Hyde, a mother and teacher who has lived in Virginia for years, is challenging Nick Freitas from Chico, Calif. The mega-donors have groomed him for bigger things, although he lost his last two races for higher office. Losing has not sharpened his campaign skills. At the Orange County Chamber of Commerce forum, he called teachers bureaucrats who push Richmond’s agenda.

Freitas regularly votes against budgets without proposing alternative measures, meaning that schools, law enforcement and infrastructure are short-changed.

Again, Freitas appears to be the problem-creator, Hyde the problem-solver. She is focused on the needs of the rural areas of Culpeper, Madison and Orange counties, especially extending broadband.

The pandemic underscored broadband’s importance to education, and Hyde stresses that it would bring equal benefit to the business and medical communities.

His career in medicine has made Dr.

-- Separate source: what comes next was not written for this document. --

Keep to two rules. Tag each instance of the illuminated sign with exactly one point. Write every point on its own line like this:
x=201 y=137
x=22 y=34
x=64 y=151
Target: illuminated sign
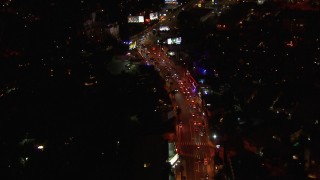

Douglas Ward a unique public servant and problem-solver. He entered this race to refocus Virginia to help its citizens, not ignore their needs. He has spoken strongly about undoing the harm caused by the inadequate support for education in rural counties. A hiring manager would certainly be concerned about 18th District incumbent Michael Webert, who is so indifferent to his constituents, he skipped the Culpeper Chamber of Commerce candidate forum. Like Freitas, he votes against budget bills, women’s health measures and legislation supporting education.

The voters who overwhelmingly elected court veteran Carson Beard as Clerk of the Court made a great hiring choice. They know elections matter and that the centrist voter is important to steadying the ship of state.

Vote early, in person or by mail. Otherwise, see you at the polls November 2.

David Reuther, a retired U.S. Foreign Service officer, is a past chair of the Culpeper Democratic Committee. These are his personal observations.